Правда, эти елки с некоторых пор стали пугать. Их дачный еловый лес был темен и сыр и неуютно мшист. И действительно, походил на сказочный лес, только на такой, в котором по логике русской народной сказки, должна водиться самая нечистая сила. Чистые силы обитали в сказках в лесах посветлей — обычно им больше нравились березы, дубы, липы. А тут хмарь еловой чащобы.

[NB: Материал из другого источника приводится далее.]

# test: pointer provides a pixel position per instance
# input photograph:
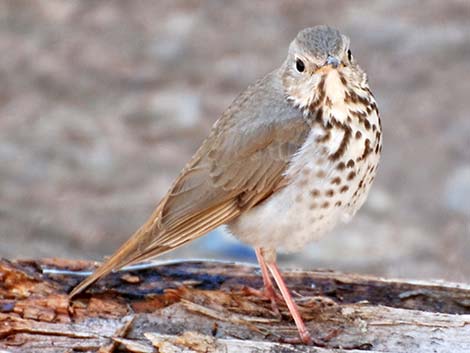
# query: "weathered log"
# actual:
(205, 307)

Может быть, сам бы он и нескоро добрался бы до этой мысли, но однажды к себе на дачу, в писательский городок, привез он издателя-француза. Тот владел русским в совершенстве, знал хорошо русскую литературу, историю и после традиционного обзора окрестностей за столом, под рюмку коньяка, деликатно заметил:
— А что, господин Соколов, вы не проектируете теперь в своей стране таких писателей, как граф Лев Толстой?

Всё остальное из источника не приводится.